Introduction to Statistical Modeling with SAS/STAT Software


Test of Hypotheses

Consider a general linear hypothesis of the form $H\colon \bL \bbeta = \mb{d}$, where $\bL $ is a $(k \times p)$ matrix. It is assumed that $\mb{d}$ is such that this hypothesis is linearly consistent—that is, that there exists some $\bbeta $ for which $\bL \bbeta = \mb{d}$. This is always the case if $\mb{d}$ is in the column space of $\bL $, if $\bL $ has full row rank, or if $\mb{d}=\mb{0}$; the latter is the most common case. Since many linear models have a rank-deficient $\bX $ matrix, the question arises whether the hypothesis is testable. The idea of testability of a hypothesis is—not surprisingly—connected to the concept of estimability as introduced previously. The hypothesis $H\colon \bL \bbeta = \mb{d}$ is testable if it consists of estimable functions.

There are two important approaches to testing hypotheses in statistical applications—the reduction principle and the linear inference approach. The reduction principle states that the validity of the hypothesis can be inferred by comparing a suitably chosen summary statistic between the model at hand and a reduced model in which the constraint $\bL \bbeta = \mb{d}$ is imposed. The linear inference approach relies on the fact that $\widehat{\bbeta }$ is an estimator of $\bbeta $ and its stochastic properties are known, at least approximately. A test statistic can then be formed using $\widehat{\bbeta }$, and its behavior under the restriction $\bL \bbeta = \mb{d}$ can be ascertained.

The two principles lead to identical results in certain—for example, least squares estimation in the classical linear model. In more complex situations the two approaches lead to similar but not identical results. This is the case, for example, when weights or unequal variances are involved, or when $\widehat{\bbeta }$ is a nonlinear estimator.

Reduction Tests

The two main reduction principles are the sum of squares reduction test and the likelihood ratio test. The test statistic in the former is proportional to the difference of the residual sum of squares between the reduced model and the full model. The test statistic in the likelihood ratio test is proportional to the difference of the log likelihoods between the full and reduced models. To fix these ideas, suppose that you are fitting the model $\bY = \bX \bbeta + \bepsilon $, where $\bepsilon \sim N(\mb{0},\sigma ^2\bI )$. Suppose that $\mr{SSR}$ denotes the residual sum of squares in this model and that $\mr{SSR}_ H$ is the residual sum of squares in the model for which $\bL \bbeta = \mb{d}$ holds. Then under the hypothesis the ratio

\[ (\mr{SSR}_ H - \mr{SSR}) / \sigma ^2 \]

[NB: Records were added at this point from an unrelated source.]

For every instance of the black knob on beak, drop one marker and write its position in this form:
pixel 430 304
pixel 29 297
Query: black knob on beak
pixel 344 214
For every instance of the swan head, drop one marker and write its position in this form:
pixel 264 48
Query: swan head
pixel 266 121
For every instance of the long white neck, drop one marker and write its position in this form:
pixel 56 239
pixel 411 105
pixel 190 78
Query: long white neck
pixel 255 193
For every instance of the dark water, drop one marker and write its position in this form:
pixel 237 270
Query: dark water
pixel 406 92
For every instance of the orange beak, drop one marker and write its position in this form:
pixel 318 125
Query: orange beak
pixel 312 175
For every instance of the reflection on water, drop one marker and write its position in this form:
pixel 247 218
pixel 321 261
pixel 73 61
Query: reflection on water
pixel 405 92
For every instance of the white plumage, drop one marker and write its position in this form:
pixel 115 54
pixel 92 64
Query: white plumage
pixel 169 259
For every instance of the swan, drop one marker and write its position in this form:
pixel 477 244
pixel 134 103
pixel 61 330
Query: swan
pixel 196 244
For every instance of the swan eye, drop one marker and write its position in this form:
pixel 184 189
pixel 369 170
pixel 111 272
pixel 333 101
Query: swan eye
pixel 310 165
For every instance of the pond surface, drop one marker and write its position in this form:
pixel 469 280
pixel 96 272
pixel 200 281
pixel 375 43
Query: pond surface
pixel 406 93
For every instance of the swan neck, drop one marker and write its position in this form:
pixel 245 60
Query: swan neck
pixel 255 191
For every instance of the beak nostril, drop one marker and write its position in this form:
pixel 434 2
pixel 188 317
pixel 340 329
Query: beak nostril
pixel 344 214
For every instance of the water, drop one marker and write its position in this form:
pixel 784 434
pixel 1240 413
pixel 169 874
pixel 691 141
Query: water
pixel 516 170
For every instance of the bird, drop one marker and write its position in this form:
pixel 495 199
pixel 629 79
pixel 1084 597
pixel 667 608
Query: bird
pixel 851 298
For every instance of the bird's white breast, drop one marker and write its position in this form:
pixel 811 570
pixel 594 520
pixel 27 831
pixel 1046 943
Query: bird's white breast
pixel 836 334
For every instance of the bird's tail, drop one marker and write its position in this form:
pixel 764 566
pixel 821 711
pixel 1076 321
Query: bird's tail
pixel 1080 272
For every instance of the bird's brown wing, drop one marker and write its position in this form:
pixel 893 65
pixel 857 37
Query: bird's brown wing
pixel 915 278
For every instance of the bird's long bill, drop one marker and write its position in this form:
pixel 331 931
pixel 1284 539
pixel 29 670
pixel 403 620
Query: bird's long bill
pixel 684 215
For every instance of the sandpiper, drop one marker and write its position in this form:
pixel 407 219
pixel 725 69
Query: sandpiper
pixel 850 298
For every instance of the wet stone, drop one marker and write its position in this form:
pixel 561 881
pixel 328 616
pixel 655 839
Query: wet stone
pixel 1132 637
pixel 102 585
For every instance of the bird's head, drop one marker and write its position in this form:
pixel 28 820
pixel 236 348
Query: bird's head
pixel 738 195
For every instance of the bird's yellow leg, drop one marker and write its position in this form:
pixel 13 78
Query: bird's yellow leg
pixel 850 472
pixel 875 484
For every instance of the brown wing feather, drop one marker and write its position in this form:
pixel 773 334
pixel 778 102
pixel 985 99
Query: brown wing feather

follows a chi-square distribution with degrees of freedom equal to the rank of $\bL $. Maybe surprisingly, the residual sum of squares in the full model is distributed independently of this quantity, so that under the hypothesis,

\[ F = \frac{ (\mr{SSR}_ H - \mr{SSR})/\mr{rank}(\bL ) }{ \mr{SSR} / (n - \mr{rank}(\bX )) } \]

follows an F distribution with $\mr{rank}(\bL )$ numerator and $n - \mr{rank}(\bX )$ denominator degrees of freedom. Note that the quantity in the denominator of the F statistic is a particular estimator of $\sigma ^2$—namely, the unbiased moment-based estimator that is customarily associated with least squares estimation. It is also the restricted maximum likelihood estimator of $\sigma ^2$ if $\bY $ is normally distributed.

In the case of the likelihood ratio test, suppose that $l(\widehat{\bbeta },\widehat{\sigma }^2;\mb{y})$ denotes the log likelihood evaluated at the ML estimators. Also suppose that $l(\widehat{\bbeta }_ H,\widehat{\sigma }^2_ H;\mb{y})$ denotes the log likelihood in the model for which $\bL \bbeta = \mb{d}$ holds. Then under the hypothesis the statistic

\[ \lambda = 2 \left( l(\widehat{\bbeta } ,\widehat{\sigma }^2 ;\mb{y}) - l(\widehat{\bbeta }_ H,\widehat{\sigma }^2_ H;\mb{y}) \right) \]

follows approximately a chi-square distribution with degrees of freedom equal to the rank of $\bL $. In the case of a normally distributed response, the log-likelihood function can be profiled with respect to $\bbeta $. The resulting profile log likelihood is

\[ l(\widehat{\sigma }^2;\mb{y}) = -\frac{n}{2}\log \{ 2\pi \} - \frac{n}{2} \left(\log \{ \widehat{\sigma }^2\} \right) \]

and the likelihood ratio test statistic becomes

\[ \lambda = n \left( \log \left\{ \widehat{\sigma }^2_ H\right\} - \log \left\{ \widehat{\sigma }^2 \right\} \right) = n \left( \log \left\{ \mr{SSR}_ H \right\} - \log \left\{ \mr{SSR} \right\} \right) = n \left( \log \left\{ \mr{SSR}_ H / \mr{SSR}\right\} \right) \]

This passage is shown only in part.